An experimental study of memory management in Rust programming for big data processing
MetadataShow full item record
Planning optimized memory management is critical for Big Data analysis tools to perform faster runtime and efficient use of computation resources. Modern Big Data analysis tools use application languages that abstract their memory management so that developers do not have to pay extreme attention to memory management strategies. Many existing modern cloud-based data processing systems such as Hadoop, Spark or Flink use Java Virtual Machine (JVM) and take full advantage of features such as automated memory management in JVM including Garbage Collection (GC) which may lead to a significant overhead. Dataflow-based systems like Spark allow programmers to define complex objects in a host language like Java to manipulate and transfer tremendous amount of data. System languages like C++ or Rust seem to be a better choice to develop systems for Big Data processing because they do not relay on JVM. By using a system language, a developer has full control on the memory management.

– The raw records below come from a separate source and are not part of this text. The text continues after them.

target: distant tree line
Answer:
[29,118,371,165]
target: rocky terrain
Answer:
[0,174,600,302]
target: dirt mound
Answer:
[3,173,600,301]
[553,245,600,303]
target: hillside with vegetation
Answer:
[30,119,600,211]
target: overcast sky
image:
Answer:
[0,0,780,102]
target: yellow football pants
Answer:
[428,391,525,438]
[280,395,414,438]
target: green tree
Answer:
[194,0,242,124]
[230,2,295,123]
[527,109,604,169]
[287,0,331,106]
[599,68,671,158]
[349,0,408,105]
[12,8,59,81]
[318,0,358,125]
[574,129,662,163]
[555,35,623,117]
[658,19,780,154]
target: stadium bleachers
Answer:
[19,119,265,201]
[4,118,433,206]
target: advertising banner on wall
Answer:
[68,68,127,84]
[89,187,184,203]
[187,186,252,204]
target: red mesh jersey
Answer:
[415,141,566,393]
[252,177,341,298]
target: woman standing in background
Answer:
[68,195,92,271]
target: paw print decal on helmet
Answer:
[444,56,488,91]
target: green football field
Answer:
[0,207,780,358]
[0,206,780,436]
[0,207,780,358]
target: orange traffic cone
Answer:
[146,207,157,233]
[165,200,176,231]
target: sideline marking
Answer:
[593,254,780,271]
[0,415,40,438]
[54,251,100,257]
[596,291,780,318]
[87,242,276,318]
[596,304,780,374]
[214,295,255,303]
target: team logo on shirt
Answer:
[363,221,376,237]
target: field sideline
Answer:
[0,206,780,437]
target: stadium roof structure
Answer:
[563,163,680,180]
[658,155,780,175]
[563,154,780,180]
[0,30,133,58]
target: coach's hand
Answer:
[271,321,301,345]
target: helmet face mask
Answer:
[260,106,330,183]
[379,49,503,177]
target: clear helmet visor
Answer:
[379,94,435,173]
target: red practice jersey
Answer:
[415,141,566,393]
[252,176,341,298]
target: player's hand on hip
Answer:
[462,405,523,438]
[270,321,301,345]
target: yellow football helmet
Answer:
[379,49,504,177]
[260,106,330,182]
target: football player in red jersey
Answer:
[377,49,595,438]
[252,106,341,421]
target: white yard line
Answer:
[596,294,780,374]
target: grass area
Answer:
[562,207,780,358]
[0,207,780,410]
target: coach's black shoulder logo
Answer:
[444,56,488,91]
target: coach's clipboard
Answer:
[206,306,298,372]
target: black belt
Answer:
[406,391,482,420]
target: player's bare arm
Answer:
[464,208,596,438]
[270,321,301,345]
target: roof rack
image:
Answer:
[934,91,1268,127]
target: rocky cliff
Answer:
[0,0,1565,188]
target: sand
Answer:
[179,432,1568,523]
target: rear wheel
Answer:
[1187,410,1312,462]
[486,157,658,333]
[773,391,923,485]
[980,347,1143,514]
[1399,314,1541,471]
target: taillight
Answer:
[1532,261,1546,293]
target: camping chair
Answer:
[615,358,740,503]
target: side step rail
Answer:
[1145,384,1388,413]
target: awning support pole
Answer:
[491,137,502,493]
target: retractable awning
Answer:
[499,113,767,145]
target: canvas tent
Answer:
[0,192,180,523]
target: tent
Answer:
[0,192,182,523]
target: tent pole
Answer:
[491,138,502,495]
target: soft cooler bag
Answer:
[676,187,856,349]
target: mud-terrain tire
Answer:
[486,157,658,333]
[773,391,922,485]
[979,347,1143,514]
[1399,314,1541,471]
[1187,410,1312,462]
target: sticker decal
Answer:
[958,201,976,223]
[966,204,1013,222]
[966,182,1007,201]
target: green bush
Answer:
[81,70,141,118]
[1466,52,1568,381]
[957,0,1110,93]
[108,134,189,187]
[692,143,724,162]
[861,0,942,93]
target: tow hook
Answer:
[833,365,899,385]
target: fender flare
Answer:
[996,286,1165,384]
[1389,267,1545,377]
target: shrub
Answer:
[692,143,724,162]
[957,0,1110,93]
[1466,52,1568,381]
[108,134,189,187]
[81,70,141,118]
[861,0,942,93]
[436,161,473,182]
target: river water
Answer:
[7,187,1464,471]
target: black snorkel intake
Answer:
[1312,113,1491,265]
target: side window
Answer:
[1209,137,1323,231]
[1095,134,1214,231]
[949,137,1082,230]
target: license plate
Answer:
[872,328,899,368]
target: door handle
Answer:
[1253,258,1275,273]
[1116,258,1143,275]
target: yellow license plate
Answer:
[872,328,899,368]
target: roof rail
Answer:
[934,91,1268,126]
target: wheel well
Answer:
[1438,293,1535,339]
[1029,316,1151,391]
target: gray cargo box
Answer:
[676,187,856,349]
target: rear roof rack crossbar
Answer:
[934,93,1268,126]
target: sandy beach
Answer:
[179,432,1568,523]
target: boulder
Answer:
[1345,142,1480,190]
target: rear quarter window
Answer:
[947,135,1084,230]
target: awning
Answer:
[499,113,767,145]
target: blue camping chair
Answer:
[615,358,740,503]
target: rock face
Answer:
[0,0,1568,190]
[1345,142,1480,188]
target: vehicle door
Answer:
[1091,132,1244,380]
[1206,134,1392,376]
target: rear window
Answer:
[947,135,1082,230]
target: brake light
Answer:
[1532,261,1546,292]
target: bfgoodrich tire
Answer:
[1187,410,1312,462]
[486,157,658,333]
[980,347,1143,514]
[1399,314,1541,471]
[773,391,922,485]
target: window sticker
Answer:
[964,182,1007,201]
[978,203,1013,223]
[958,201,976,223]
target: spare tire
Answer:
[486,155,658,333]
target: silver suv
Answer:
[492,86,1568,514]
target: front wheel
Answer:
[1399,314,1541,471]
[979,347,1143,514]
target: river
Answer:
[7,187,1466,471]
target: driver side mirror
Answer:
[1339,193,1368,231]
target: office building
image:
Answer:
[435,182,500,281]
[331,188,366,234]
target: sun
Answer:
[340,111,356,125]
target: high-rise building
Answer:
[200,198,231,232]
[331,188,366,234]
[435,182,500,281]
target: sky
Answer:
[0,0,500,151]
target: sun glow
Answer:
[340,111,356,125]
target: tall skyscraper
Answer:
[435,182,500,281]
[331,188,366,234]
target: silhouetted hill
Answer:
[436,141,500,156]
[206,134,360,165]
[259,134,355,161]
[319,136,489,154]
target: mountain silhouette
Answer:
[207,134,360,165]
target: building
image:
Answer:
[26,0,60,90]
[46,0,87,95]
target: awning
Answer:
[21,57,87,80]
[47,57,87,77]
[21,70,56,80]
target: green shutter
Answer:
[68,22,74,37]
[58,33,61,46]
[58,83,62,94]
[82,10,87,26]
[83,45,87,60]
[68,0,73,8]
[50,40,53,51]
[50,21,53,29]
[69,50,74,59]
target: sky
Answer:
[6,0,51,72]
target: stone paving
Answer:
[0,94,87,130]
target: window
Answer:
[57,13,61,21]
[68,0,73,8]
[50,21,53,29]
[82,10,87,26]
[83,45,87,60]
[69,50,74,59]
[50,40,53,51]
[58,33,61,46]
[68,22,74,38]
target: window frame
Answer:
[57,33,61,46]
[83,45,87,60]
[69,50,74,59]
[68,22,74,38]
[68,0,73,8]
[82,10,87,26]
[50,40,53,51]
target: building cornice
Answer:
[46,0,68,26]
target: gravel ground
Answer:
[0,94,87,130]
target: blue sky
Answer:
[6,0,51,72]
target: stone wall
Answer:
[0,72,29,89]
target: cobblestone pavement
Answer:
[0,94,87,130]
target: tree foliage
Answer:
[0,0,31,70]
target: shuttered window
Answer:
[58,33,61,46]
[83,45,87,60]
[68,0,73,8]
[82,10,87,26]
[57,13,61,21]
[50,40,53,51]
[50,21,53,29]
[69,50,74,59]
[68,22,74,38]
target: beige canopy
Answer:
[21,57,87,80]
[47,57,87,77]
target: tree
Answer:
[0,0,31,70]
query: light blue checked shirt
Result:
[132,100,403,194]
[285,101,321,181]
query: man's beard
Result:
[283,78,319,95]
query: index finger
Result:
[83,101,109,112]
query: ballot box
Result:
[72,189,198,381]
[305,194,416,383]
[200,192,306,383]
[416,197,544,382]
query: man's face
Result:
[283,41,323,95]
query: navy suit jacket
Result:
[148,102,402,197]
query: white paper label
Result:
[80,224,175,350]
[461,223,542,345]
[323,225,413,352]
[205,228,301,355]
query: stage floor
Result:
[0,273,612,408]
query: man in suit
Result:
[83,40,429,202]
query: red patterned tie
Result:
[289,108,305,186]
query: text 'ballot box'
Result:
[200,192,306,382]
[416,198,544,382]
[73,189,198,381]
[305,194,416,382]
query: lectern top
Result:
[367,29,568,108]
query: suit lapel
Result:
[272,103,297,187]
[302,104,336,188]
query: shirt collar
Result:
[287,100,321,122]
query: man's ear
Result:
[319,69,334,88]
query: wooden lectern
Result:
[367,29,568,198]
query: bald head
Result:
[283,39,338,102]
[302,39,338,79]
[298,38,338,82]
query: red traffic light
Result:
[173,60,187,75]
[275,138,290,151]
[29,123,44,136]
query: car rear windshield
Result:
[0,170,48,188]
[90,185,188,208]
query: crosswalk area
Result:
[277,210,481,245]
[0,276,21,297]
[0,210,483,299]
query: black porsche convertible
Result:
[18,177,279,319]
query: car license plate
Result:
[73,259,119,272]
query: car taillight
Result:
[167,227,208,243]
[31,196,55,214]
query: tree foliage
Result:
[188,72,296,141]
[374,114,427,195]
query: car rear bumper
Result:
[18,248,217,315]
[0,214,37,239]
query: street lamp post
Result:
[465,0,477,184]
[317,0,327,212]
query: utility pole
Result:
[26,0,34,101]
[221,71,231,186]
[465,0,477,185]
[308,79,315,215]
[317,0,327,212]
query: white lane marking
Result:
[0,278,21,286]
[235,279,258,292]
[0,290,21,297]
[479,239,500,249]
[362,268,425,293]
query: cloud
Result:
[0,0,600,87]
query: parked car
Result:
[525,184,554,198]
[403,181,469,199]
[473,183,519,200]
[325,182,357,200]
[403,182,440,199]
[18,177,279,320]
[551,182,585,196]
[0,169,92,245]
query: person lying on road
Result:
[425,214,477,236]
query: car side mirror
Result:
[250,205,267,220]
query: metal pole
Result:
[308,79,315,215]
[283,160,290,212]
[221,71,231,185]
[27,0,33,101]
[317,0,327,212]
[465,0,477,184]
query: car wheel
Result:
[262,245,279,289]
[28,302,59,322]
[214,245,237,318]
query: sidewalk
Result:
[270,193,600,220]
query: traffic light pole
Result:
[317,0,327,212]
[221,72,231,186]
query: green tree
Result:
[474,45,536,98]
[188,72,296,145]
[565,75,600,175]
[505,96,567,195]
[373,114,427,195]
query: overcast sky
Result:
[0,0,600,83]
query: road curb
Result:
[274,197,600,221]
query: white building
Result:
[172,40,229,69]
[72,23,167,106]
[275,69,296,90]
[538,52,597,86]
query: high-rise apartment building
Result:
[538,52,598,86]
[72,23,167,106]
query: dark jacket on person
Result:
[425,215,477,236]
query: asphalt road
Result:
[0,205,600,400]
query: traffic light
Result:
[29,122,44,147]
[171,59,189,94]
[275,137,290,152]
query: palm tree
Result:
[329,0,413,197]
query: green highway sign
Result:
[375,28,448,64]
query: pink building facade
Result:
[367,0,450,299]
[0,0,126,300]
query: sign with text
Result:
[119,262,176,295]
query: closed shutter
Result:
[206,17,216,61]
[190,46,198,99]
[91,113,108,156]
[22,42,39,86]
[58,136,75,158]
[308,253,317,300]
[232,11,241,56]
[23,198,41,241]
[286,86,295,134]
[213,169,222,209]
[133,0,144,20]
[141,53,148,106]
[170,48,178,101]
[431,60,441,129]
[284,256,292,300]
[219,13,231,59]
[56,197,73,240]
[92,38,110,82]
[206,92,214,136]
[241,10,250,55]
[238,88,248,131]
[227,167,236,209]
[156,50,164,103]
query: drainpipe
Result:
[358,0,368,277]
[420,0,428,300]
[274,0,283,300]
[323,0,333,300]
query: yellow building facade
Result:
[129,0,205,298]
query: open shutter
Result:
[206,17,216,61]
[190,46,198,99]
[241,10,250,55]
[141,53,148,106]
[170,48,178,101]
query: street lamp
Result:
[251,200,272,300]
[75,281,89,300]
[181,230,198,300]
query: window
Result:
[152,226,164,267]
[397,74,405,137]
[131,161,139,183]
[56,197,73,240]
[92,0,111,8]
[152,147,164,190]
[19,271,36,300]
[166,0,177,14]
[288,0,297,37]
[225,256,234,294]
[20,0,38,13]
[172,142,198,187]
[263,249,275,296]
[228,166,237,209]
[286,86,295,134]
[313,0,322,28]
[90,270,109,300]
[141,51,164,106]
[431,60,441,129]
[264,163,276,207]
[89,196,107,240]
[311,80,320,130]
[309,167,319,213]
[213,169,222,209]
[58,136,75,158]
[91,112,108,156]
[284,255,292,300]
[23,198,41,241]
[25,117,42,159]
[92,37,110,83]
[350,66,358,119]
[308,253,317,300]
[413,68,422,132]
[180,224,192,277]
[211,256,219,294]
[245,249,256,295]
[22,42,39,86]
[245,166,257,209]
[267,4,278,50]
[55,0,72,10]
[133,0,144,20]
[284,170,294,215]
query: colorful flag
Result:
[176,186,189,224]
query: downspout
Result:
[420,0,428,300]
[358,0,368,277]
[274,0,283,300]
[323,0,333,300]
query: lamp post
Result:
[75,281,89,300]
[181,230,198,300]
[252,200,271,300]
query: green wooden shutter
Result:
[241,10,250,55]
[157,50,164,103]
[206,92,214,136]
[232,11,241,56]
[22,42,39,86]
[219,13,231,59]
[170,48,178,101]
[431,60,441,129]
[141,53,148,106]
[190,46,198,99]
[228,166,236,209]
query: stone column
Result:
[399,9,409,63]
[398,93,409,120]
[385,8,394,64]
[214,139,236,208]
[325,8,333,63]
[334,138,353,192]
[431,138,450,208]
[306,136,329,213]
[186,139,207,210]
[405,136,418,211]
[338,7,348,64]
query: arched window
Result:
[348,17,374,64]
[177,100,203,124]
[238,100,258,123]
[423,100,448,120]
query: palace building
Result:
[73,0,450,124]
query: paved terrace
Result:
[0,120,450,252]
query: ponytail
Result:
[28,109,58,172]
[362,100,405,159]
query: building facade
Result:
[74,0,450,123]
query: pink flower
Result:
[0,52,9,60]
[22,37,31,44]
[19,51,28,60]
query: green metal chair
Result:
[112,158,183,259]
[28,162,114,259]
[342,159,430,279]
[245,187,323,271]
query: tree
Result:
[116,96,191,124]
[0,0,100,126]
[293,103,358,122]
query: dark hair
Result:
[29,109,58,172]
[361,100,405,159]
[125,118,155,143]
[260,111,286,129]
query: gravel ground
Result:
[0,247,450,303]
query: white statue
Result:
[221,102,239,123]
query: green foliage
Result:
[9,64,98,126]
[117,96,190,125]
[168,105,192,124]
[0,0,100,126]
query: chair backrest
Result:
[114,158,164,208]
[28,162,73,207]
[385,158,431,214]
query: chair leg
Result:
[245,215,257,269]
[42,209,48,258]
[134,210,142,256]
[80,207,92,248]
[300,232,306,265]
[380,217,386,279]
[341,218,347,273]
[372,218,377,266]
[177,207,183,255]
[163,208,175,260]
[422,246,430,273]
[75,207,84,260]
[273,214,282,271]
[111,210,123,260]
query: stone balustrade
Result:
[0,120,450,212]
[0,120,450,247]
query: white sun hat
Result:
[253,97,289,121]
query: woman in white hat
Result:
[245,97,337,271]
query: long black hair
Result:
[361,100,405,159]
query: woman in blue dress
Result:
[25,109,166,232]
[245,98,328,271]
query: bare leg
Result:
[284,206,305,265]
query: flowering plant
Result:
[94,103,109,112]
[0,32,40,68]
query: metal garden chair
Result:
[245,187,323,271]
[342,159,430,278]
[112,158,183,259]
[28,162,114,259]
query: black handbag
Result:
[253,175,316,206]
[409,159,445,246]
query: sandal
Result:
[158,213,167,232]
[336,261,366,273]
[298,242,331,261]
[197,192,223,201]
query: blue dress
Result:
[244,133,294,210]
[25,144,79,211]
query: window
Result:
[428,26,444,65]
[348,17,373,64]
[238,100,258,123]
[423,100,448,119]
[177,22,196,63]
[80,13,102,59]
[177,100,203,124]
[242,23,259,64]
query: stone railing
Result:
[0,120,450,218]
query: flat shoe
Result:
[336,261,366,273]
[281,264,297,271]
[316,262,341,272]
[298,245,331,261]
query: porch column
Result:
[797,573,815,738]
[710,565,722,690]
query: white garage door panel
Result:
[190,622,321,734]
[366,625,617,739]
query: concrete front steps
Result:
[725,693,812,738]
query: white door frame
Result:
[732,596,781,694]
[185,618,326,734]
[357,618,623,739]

We found Rust programming language to be a good candidate due to its ability to write memory-safe and fearless concurrent codes with its concept of memory ownership and borrowing. Rust programming language includes many possible strategies to optimize memory management for Big Data processing including a selection of different variable types, use of Reference Counting, and multithreading with Atomic Reference Counting. In this thesis, we conducted an experimental study to assess how much these different memory management strategies differ regarding overall runtime performance. Our experiments focus on complex object manipulation and common Big Data processing patterns with various memory man- agement. Our experimental results indicate a significant difference among these different memory strategies regarding data processing performance.